Another common security trouble spot in the directory coexistence process is the procedures used to transfer information between your directory service and the data sources. If these transfers are not protected with the same care that is used to protect data in the directory service itself, an attacker can potentially gain unauthorized access to data or even insert fraudulent data into the directory service.

There are a variety of techniques for protecting the transfer of data. If directory coexistence is maintained via LDAP, the normal security features of your directory, such as access control and Secure Sockets Layer (SSL) or Transport Layer Security (TLS) communication, can be applied. This is probably the best approach from a security standpoint; it minimizes the possible avenues of attack and allows you to focus your security design on the directory service itself. It also minimizes potential directory downtime that can be caused by non-LDAP data import.

If you choose an offline technique for transferring data to and from your data sources, consider other ways to protect the transfer. Several techniques are available, such as secure file transfer (for example, using the Unix scp or sftp commands), Secure Shell (the ssh command), encrypting the data itself and then transferring it via unprotected means, and so on. These techniques are described in more detail in Chapter 12, Privacy and Security Design.

Data Source Security

A final consideration in the protection of your directory coexistence solution is the security of the data sources themselves . If the data sources are not secured, there may be little point in securing the same data in your directory service. The reverse argument also applies: You should avoid making your directory service a security weak point. An attacker may simply be able to access or change data in the data source, bypassing all the security you have labored to implement for your directory service.

For example, suppose your directory obtains telephone number information from a telephone operations database. If this information is considered sensitive, you might protect it in your directory service via authentication, access controls, and other techniques. A determined attacker bent on inserting invalid phone number data for another user cannot do it through the directory but may be able to do it through the telephone operations database. After the data is changed in the telephone operations database, it will find its way into your directory service via your synchronization procedures.
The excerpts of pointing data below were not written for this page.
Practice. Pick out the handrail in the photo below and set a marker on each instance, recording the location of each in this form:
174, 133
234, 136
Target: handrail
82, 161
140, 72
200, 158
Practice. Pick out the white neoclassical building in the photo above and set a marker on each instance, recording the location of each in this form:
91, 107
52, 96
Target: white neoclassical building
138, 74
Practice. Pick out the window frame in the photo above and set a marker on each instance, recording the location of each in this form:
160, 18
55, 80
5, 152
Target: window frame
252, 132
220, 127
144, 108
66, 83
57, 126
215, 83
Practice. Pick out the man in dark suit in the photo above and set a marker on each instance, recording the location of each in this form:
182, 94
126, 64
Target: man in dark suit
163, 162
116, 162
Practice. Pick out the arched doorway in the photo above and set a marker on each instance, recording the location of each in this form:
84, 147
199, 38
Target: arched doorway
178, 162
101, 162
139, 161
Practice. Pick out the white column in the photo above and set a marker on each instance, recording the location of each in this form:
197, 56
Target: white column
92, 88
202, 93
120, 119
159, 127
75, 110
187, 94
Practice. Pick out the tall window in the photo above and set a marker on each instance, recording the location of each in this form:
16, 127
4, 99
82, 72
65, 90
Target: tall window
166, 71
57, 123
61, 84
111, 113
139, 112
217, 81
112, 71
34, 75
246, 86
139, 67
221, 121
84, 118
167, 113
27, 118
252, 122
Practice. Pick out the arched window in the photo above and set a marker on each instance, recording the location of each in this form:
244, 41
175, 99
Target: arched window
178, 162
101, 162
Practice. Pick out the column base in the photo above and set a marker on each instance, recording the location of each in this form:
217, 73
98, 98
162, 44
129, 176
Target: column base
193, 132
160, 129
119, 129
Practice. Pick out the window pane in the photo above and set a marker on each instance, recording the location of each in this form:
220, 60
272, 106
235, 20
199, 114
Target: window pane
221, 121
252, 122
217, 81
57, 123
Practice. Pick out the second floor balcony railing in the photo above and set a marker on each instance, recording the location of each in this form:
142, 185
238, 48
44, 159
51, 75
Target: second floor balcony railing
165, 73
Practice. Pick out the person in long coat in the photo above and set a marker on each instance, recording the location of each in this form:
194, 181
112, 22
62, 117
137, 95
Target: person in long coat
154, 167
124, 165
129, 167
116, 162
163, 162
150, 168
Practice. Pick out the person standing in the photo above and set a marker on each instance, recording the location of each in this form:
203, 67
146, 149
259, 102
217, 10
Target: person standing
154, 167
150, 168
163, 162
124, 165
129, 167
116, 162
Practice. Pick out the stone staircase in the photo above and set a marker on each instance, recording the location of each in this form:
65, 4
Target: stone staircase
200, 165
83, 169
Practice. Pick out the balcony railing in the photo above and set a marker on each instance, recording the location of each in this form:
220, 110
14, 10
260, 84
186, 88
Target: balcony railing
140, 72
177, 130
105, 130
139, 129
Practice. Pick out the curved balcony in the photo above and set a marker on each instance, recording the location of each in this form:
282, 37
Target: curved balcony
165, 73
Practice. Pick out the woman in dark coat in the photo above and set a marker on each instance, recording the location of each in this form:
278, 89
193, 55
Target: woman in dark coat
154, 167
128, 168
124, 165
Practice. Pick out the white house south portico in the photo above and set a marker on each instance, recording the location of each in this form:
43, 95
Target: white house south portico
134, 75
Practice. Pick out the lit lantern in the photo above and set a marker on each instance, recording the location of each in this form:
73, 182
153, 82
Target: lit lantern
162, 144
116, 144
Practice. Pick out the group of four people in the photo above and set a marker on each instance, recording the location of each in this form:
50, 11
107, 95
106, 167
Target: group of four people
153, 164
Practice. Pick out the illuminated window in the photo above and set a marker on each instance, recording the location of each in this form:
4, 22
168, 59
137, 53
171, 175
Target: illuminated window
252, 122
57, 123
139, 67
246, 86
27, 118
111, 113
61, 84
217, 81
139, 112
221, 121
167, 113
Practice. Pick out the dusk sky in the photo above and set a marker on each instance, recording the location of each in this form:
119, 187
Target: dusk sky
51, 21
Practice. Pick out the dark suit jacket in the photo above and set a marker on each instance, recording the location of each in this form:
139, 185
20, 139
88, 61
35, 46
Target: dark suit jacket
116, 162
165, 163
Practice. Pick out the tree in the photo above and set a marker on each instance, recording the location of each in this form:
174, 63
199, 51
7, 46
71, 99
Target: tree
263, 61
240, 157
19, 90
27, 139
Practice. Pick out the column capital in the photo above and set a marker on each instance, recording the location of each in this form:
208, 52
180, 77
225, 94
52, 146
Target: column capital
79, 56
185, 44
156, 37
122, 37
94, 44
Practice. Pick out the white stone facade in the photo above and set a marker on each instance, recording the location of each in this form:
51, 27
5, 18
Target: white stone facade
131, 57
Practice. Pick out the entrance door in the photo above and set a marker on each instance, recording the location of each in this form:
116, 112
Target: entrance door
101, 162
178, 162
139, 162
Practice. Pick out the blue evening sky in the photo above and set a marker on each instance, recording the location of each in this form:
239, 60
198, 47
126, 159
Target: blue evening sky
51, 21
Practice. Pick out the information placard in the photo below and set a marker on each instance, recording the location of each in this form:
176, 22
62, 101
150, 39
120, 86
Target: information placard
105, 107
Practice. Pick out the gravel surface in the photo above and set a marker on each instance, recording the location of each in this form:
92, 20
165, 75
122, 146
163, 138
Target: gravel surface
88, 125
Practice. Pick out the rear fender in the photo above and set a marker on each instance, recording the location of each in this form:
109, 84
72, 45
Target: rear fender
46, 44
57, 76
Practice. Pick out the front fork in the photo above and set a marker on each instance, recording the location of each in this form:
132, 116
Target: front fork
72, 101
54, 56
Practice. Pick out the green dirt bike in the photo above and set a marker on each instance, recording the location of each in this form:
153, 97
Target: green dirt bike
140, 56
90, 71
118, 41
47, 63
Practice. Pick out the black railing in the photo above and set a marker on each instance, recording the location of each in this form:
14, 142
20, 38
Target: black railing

Be sure to consider more than just physical and technology-related security issues. Personnel and procedural security are also important. The most secure data source in the world can be compromised if an attacker is able to call up an administrator and talk him or her into making unauthorized changes. Masquerading as a legitimate user, trickery , flattery, and downright bribery are all potential weapons at an attacker's disposal. Make sure your procedures guard against such attacks and that your personnel are aware of the possibilities. Maintaining audit logs and similar information about update and synchronization activity will help in tracking down the root cause if your data does come under attack.